Cookbook editor and foodie journalist Lizzie Gore-Grimes on how she makes it work

Sive O'Brien

After spending four years working in London for Condé Nast Publications Lizzie moved back to Ireland to indulge a dream held since college – to do the 12-week Ballymaloe course. After which her new life as a food writer took off. She went on to edit a number of Irish foodie and non-foodie magazines. These days, she edits cookbooks, develops recipes for clients and is currently chair of the Irish Food Writers’ Guild and Food Editor of Image Interiors & Living magazine. Oh, and she has three gorgeous kids.

Journalist Lizzie Gore Grimes. Photo: Clodagh Kilcoyne 0877145128

We get up at… 7am, wake the kids and down for breakfast. As they gobble Weetabix, I make the lunches (I know I could do this the night before but I’m never quite that organised). Get everyone dressed at about 7.30am and then it’s a boiled egg or bowl of porridge for me and into the shower. We leave the house at 8.20am. We scoot on mornings when I’m just working from my desk at home, but we drive if I have meetings or am working elsewhere.

Once the three kids are in school… I return to my desk to work until 2pm before going to collect them.

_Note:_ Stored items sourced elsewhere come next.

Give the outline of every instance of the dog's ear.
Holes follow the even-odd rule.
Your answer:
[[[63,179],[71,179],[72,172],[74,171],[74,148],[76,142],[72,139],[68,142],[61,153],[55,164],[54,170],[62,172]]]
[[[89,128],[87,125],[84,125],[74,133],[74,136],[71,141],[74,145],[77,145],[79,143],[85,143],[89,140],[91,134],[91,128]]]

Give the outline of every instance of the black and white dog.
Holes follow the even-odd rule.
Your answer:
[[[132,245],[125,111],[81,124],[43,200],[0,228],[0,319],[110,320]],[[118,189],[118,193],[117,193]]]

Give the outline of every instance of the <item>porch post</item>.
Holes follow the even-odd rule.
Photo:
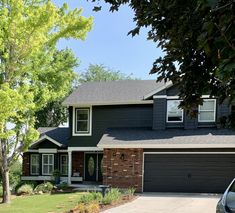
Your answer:
[[[72,174],[72,151],[68,151],[68,184],[71,184],[71,174]]]

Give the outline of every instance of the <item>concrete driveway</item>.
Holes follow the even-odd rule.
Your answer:
[[[105,213],[215,213],[221,195],[144,193]]]

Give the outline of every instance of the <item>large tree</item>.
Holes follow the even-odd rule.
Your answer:
[[[81,73],[79,82],[88,81],[118,81],[134,79],[132,75],[126,75],[118,70],[111,69],[103,64],[90,64]]]
[[[51,67],[56,44],[85,39],[92,18],[49,0],[0,0],[0,20],[0,169],[8,203],[9,167],[38,137],[35,112],[63,97],[73,77]]]
[[[122,4],[133,9],[136,28],[129,32],[132,36],[148,27],[148,39],[165,53],[150,73],[156,73],[159,81],[170,79],[179,85],[182,107],[193,109],[208,91],[221,101],[234,99],[234,0],[104,1],[111,4],[111,11]]]
[[[69,50],[56,51],[52,55],[50,64],[44,64],[45,68],[50,67],[56,75],[60,75],[61,78],[66,77],[66,87],[64,88],[64,95],[57,99],[48,101],[39,111],[36,112],[35,128],[38,127],[55,127],[67,122],[68,110],[62,106],[62,102],[66,96],[68,96],[78,84],[78,75],[74,71],[78,66],[78,60],[74,56],[74,53]],[[57,84],[57,86],[60,86]]]

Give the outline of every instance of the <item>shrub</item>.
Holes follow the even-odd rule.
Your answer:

Three days a week I have a childminder to help me, so I try and plan meetings for those days. But I still do the school collection if I can. I try not to work on a Friday – that’s when I get to do stuff for myself in the morning and arrange playdates in the afternoon.

The best thing about being a parent is… checking on them when they’re asleep (and they look so angelic it nearly cracks your heart in two); my three-year-old’s squidgy little feet; imagining what they will be like as adults; overhearing earnest conversations between my two boys, 6 and 8, in the back of the car (the last one was about the merits of the name ‘God’ for their newly-born cousin).

The main differences being a mum is… the fact that getting to sit with a cup of coffee and the papers, or your book, for an undisturbed hour, is just about the most luxurious thing I can think of.

My favourite thing to do with the kids is… when all five of us are piled into our big bed on a Sunday morning, and we have nowhere we have to rush to. Sunday is our only true switch-off day as my husband works all day Saturday, and the boys have a range of sport stuff on.

The best piece of advice I’ve ever received is… whatever tricky parenting phase you’re battling with at the moment (hit-and-miss potty training; temper tantrums; teenage surliness) it will almost surely pass. Know that there is an end in sight and try not to lose your mind.

My favourite book to read the kids is… The Tiger Who Came To Tea, Room on The Broom and David Walliams’ Gangsta Granny are all firm favourites.

Being a parent can… make you feel terribly strong at times, when you have that moment when you look at one of them and realise that no matter what else is going on – or going wrong – in my life as long as I have them I’m ok. And then it can make you feel so vulnerable and exposed for the very same reason.

The nuggets of wisdom I’d like to pass on to my kids would be… to learn to cook, have good manners, be considerate to others, listen, laugh regularly, never lose touch with the handful of friends that really count, be nice to your mum…

I’m not sure that I make all the juggling work. But I did go back into an office job three-days a week and soon realised that the flexibility I had before worked better for me and my family. It means I am often taking my laptop with me to swimming lessons and have to return to my desk when they have gone to bed to meet a deadline. But the flexibility suits me, and I like to be there for all the school stuff.

I couldn’t do it all without my team … my mum, Judith, is a total life-saver; she only lives five minutes away and helps a lot with school runs. And we’ve had the same childminder, Delia since my eldest was born. So I’ve great support.

My greatest indulgence is… when I’ve had my hair blow-dried. I feel like a new woman.

I spend my down-time… in the bath at 9pm with a glass of wine.

The best thing to do as a family at the weekend is… escape the city. I love going to Wicklow for a big walk, followed by a pub lunch, then back home to crash out. We don’t get to do it much, but it’s so nice.